In esito all’udienza pubblica del 21.02.2023, la Corte costituzionale, condividendo le tesi degli avvocati Rubino e Marino, ha dichiarato l’illegittimità costituzionale dell’art. 9, comma 5, D. Lgs. n. 373/2003 (Norme di attuazione dello Statuto speciale della Regione siciliana) per contrasto con gli articoli 3 (principio di uguaglianza) e 24 (diritto di difesa) della Costituzione.
A seguito della suddetta sentenza della Consulta, che ha determinato il venir meno della facoltà per il Presidente della Regione di discostarsi dal parere del CGA, l’appello della dipendente regionale agrigentina è stato accolto dallo stesso CGA.
In esecuzione della superiore pronuncia del CGA la Regione siciliana avrebbe dovuto procedere tempestivamente ad inquadrare la dott.ssa V.C. quale dirigente nei ruoli dell’amministrazione regionale.

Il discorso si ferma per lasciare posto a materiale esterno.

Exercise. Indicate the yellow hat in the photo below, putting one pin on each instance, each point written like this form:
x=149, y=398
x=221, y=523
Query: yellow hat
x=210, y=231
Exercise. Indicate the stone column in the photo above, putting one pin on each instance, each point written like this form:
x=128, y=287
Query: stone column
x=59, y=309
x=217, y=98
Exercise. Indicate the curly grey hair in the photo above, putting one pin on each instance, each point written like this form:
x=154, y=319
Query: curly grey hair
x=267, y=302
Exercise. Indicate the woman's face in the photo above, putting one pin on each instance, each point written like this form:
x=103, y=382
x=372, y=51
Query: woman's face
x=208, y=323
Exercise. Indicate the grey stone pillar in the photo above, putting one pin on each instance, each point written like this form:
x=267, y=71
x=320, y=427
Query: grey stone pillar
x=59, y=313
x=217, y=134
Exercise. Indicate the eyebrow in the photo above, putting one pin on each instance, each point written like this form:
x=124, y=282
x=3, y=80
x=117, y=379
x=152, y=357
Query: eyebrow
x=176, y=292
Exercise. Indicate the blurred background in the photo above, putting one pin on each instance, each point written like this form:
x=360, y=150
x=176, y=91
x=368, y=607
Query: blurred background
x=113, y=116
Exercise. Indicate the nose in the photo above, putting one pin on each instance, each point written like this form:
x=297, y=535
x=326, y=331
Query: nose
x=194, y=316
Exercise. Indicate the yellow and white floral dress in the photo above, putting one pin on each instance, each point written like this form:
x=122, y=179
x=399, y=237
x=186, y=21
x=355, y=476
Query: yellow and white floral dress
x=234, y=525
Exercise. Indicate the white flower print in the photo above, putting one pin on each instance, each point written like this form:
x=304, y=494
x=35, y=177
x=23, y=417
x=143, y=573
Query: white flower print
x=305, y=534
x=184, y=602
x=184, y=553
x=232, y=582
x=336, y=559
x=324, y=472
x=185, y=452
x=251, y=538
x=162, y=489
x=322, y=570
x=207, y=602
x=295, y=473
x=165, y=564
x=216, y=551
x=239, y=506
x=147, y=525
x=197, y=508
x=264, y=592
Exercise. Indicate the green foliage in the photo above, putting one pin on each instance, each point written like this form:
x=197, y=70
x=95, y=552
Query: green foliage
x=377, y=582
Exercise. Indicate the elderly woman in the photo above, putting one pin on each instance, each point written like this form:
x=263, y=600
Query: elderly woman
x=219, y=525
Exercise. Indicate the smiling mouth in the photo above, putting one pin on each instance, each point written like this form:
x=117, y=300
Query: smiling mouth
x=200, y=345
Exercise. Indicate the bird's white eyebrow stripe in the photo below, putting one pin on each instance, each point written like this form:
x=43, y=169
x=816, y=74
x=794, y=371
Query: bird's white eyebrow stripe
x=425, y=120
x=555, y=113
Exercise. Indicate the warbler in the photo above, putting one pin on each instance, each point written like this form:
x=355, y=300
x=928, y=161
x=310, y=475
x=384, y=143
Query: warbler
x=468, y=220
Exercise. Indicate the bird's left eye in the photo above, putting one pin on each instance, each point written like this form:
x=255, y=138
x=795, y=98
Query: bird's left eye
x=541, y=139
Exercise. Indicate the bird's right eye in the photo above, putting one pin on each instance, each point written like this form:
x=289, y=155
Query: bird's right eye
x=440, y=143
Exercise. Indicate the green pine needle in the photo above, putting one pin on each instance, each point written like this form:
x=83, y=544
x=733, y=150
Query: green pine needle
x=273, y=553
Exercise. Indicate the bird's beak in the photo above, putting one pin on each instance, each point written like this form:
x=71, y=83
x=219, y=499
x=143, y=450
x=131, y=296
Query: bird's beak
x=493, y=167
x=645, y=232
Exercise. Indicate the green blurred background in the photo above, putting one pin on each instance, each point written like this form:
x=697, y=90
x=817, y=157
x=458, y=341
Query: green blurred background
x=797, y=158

Senonchè, piuttosto che eseguire la suddetta sentenza, l’Ufficio Legislativo e Legale della Presidenza della Regione Siciliana ha invece richiesto al CGA un riesame delle risultanze (favorevoli alla ricorrente) del parere espresso in precedenza sulla vicenda in esame.
E ciò in quanto, secondo l’amministrazione regionale, l’esito risultante in sede consultiva e giurisdizionale amministrativa contrasterebbe con quello cui è pervenuta la giurisprudenza della Corte di Cassazione in diverse sentenze che hanno definito (in senso favorevole all’Amministrazione) alcuni contenziosi promossi dinanzi al Giudice del lavoro.
In riscontro alla suddetta richiesta gli avvocati Rubino e Marino evidenziavano l’inammissibilità della richiesta di riesame del parere proposta dalla Regione Siciliana, rilevando come secondo il consolidato orientamento giurisprudenziale la suddetta possibilità è riconosciuta soltanto nelle fattispecie nelle quali è esperibile il rimedio (a sua volta straordinario) della revocazione, ipotesi queste non ricorrenti nel caso di specie, mentre nel caso in esame non sussiste né una obiettiva non conformità a diritto del parere, nè un irrimediabile contrasto con un orientamento da ritenersi del tutto prevalente e consolidato, sussistendo invece solo una questione di diritto interpretata in modo differente dai diversi Organi aditi
Ebbene il CGA , aderendo alle tesi degli avvocati Rubino e Marino, ha dichiarato inammissibile la richiesta di riesame avanzata dalla Regione siciliana, ritenendo che non possa ritenersi ammissibile una richiesta di riesame che trovi fondamento soltanto su una divergenza interpretativa di norme.
Per effetto di quest’ultima ulteriore pronuncia del CGA, la Regione siciliana dovrà procedere con la massima sollecitudine all’inquadramento dell’archeologa agrigentina nel ruolo dirigenziale dirigente nei ruoli dell’amministrazione regionale, posto che in caso contrario la ricorrente potrà agire per l’esecuzione della sentenza presso le competenti sedi giurisdizionali.